Il y a un an, l'enquête Ipsos "France 2013 : les nouvelles fractures" faisait l'effet d'un coup de tonnerre médiatique, soulignant combien la crise avait exacerbé la tentation du repli national et le rejet du politique. Le Monde titrait sur"les crispations alarmantes de la société française". "Le poujadisme s'est enraciné en France", estimait-elle. L'idéologie anti-autoritaire des années 60-70 a reflué de manière spectaculaire. 87 % des Français estiment qu'on a besoin d'un vrai chef en France pour remettre de l'ordre et 86 % (toute tendance politique confondue) estiment que l'autorité est une valeur qui est souvent trop critiquée. Et la nouvelle édition que vient de relayer Ipsos ne fait que renforcer cette tendance. Certes, ce sondage, encore plus que d'autres, est à prendre avec beaucoup de précautions, tant il semble chercher à faire démonstration. Le politologue Alain Garigou de l'Observatoire des sondages et le sociologue Renaud Cornand sur le blog de Laurent Mucchielli en ont brillamment montré toutes les limites, insistant sur son manque de représentation, sur son côté manipulatoire et sa capacité à amalgamer des différences, ou encore sur la polysémie du terme même d'autorité, qui ne recouvre certainement pas la même réalité pour les sympathisants du Front national et ceux du Front de gauche. Si la défiance s'exacerbe, encore faut-il rappeler que la collaboration, la réinvention du lien social, elle, est une réponse, pragmatique, des Français à ce repli sur soi, estimait la directrice de TNS Sofres dans le Monde.fr en réponse au sondage de son concurrent.

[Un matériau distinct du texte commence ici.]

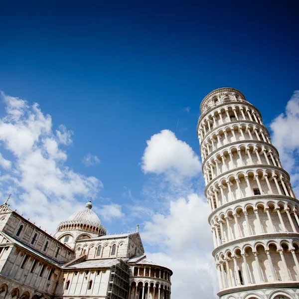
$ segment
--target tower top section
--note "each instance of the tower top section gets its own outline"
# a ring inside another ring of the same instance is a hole
[[[229,102],[246,102],[244,95],[237,89],[221,87],[208,93],[200,104],[200,114],[203,114],[215,106]]]

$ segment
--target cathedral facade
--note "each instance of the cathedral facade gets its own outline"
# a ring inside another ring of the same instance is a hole
[[[145,255],[138,228],[107,235],[92,208],[52,236],[0,206],[0,299],[170,299],[172,272]]]
[[[258,110],[233,88],[203,100],[197,131],[221,299],[299,298],[299,201]]]

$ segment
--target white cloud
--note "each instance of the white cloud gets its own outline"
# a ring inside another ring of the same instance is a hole
[[[169,180],[178,183],[200,171],[198,156],[171,131],[163,130],[151,136],[147,143],[142,158],[142,168],[145,173],[163,174]]]
[[[3,157],[2,154],[0,152],[0,166],[2,168],[7,169],[10,168],[11,162],[9,160],[6,160]]]
[[[122,218],[125,216],[122,212],[122,206],[116,203],[102,205],[97,210],[101,219],[108,222],[111,222],[114,218]]]
[[[296,166],[299,149],[299,91],[294,92],[286,111],[270,124],[272,142],[280,153],[284,166],[292,171]]]
[[[82,163],[85,166],[91,166],[101,163],[101,160],[96,155],[92,155],[89,153],[83,158]]]
[[[71,144],[72,132],[63,125],[53,132],[51,117],[37,104],[1,94],[5,115],[0,118],[0,141],[13,156],[9,162],[0,157],[2,198],[11,192],[13,206],[30,220],[54,231],[60,221],[84,205],[79,197],[95,196],[102,182],[75,172],[65,165],[61,145]],[[10,167],[9,167],[10,166]]]
[[[195,298],[198,294],[206,298],[216,297],[218,285],[211,254],[208,213],[205,201],[191,194],[171,201],[167,215],[156,214],[145,224],[143,240],[160,251],[147,255],[173,271],[171,296],[174,299]]]

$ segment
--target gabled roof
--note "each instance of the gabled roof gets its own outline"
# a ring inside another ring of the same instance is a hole
[[[75,265],[63,267],[65,269],[84,269],[88,268],[110,268],[119,263],[117,259],[105,259],[102,260],[89,260]]]
[[[20,242],[18,240],[14,239],[14,238],[13,238],[13,237],[11,237],[10,236],[9,236],[7,234],[5,234],[3,231],[1,232],[1,234],[2,234],[3,236],[5,236],[5,238],[6,238],[8,240],[9,240],[11,243],[15,244],[17,247],[20,247],[21,248],[25,249],[27,251],[29,251],[30,253],[32,253],[32,254],[33,254],[35,256],[37,256],[37,257],[40,258],[41,259],[44,260],[45,261],[48,262],[48,263],[49,263],[50,264],[52,264],[55,265],[55,266],[57,266],[58,267],[61,266],[61,264],[58,263],[58,262],[56,262],[56,261],[54,261],[51,258],[49,258],[47,256],[45,255],[44,254],[42,254],[42,253],[40,253],[40,252],[39,252],[37,250],[35,250],[33,248],[31,248],[31,247],[25,245],[24,244],[22,243],[21,242]],[[5,245],[5,244],[0,244],[0,245]]]

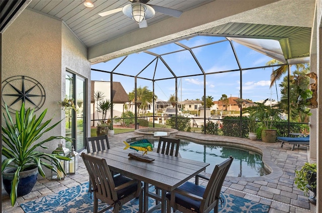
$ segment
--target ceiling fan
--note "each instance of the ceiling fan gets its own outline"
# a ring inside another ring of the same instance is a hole
[[[119,8],[110,11],[99,13],[102,17],[108,16],[119,12],[123,12],[125,16],[133,19],[139,24],[140,28],[147,27],[146,20],[154,16],[155,12],[161,13],[168,16],[179,18],[182,12],[171,8],[148,5],[150,0],[128,0],[131,3],[122,8]]]

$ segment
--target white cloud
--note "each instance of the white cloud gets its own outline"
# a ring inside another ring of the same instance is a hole
[[[254,84],[256,86],[261,86],[262,87],[269,86],[271,85],[270,81],[260,81]]]
[[[203,85],[203,81],[201,81],[197,79],[186,78],[185,79],[185,81],[193,84],[196,84],[197,85]]]
[[[270,81],[260,81],[257,82],[249,81],[245,83],[243,87],[243,90],[254,90],[258,87],[269,86],[271,84]]]

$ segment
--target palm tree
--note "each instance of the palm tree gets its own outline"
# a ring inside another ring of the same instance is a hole
[[[93,113],[93,126],[94,125],[94,122],[95,122],[95,118],[94,117],[94,112],[95,111],[95,101],[96,102],[96,108],[97,109],[97,118],[99,118],[99,102],[102,101],[105,97],[104,93],[102,91],[95,91],[94,92],[94,111]]]
[[[228,99],[228,96],[225,94],[223,94],[221,95],[221,97],[218,101],[221,101],[222,102],[222,108],[225,106],[226,108],[226,110],[227,110],[227,105],[229,102],[229,99]],[[221,110],[222,111],[222,110]]]
[[[129,99],[132,103],[134,102],[134,90],[129,93]],[[155,100],[157,98],[157,97],[156,95],[153,95],[153,92],[147,89],[147,86],[145,86],[143,87],[139,86],[136,89],[136,101],[137,103],[140,103],[140,106],[138,106],[138,111],[140,108],[142,110],[146,109],[147,108],[148,103],[153,102],[153,99]]]
[[[284,64],[279,61],[276,59],[272,59],[271,61],[268,62],[266,63],[266,65],[274,65],[275,64]],[[296,70],[301,70],[306,69],[306,67],[308,66],[308,64],[297,64],[295,65],[296,67]],[[265,69],[265,68],[264,68]],[[270,88],[271,88],[275,82],[279,80],[282,76],[286,73],[287,71],[287,65],[282,65],[276,70],[273,70],[272,74],[271,74],[271,85],[270,85]]]
[[[111,110],[112,103],[109,99],[105,99],[100,101],[98,105],[97,111],[102,112],[103,114],[103,122],[105,122],[107,115],[107,111]]]
[[[172,104],[172,106],[173,107],[176,106],[176,103],[177,103],[177,101],[176,101],[176,96],[174,94],[171,94],[171,95],[170,95],[170,97],[169,98],[169,101],[170,102],[171,102],[171,104]]]

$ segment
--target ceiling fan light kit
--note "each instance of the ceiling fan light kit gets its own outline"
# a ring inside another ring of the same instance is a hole
[[[93,8],[94,7],[94,4],[90,1],[86,1],[84,2],[84,5],[88,8]]]
[[[89,1],[87,0],[86,2]],[[126,16],[138,24],[140,28],[143,28],[147,27],[146,20],[154,16],[155,12],[176,18],[179,18],[182,14],[182,11],[177,10],[154,5],[147,5],[146,3],[150,0],[128,1],[132,3],[126,5],[123,8],[100,13],[99,15],[104,17],[122,11]]]
[[[123,7],[123,14],[133,19],[137,24],[142,23],[145,20],[151,18],[155,14],[152,7],[141,3],[133,3]]]

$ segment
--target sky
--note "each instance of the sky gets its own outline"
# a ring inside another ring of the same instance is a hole
[[[225,41],[222,41],[225,40]],[[225,38],[217,37],[197,36],[180,43],[192,48],[193,54],[197,59],[201,68],[194,60],[193,56],[188,50],[162,56],[163,59],[171,68],[171,71],[160,60],[144,52],[129,55],[114,71],[116,73],[122,73],[151,79],[173,78],[173,74],[178,77],[178,101],[187,99],[201,99],[204,95],[204,76],[206,75],[206,96],[211,96],[213,101],[219,100],[222,94],[229,97],[240,97],[240,73],[238,64],[235,60],[230,43]],[[206,46],[200,47],[205,44],[215,43]],[[234,41],[232,42],[237,57],[243,69],[265,66],[272,58]],[[172,43],[149,50],[157,54],[173,53],[183,48]],[[124,59],[117,58],[105,63],[92,66],[92,69],[111,71]],[[277,68],[275,68],[276,69]],[[221,71],[235,70],[237,71],[219,73]],[[155,72],[154,72],[154,70]],[[278,100],[280,99],[280,89],[277,82],[277,92],[274,85],[270,88],[270,75],[272,68],[258,69],[243,71],[242,74],[242,98],[253,101],[259,101],[266,98]],[[188,76],[199,74],[195,76]],[[186,76],[186,77],[184,77]],[[92,80],[110,81],[109,74],[92,71]],[[127,93],[133,91],[134,78],[113,75],[113,81],[121,82]],[[156,80],[154,87],[158,99],[167,101],[176,92],[174,79]],[[152,81],[137,79],[137,86],[147,86],[153,90]]]

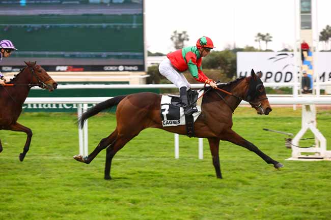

Notre besoin d'autorité est impossible à rassasier
Reste que si cette représentation résonne en nous, c'est malgré tout parce qu'elle donne l'impression de traduire un sentiment, un malaise que nous ressentons chaque jour un peu plus face aux crispations de la société. Ce sentiment que ce besoin d'autorité est partout plus présent : en politique bien sûr, où le système favorise la primauté des représentants au détriment de toute forme de démocratie participative, mais plus encore dans le monde du travail, où le système favorise toujours plus une organisation pyramidale fondée sur le contrôle.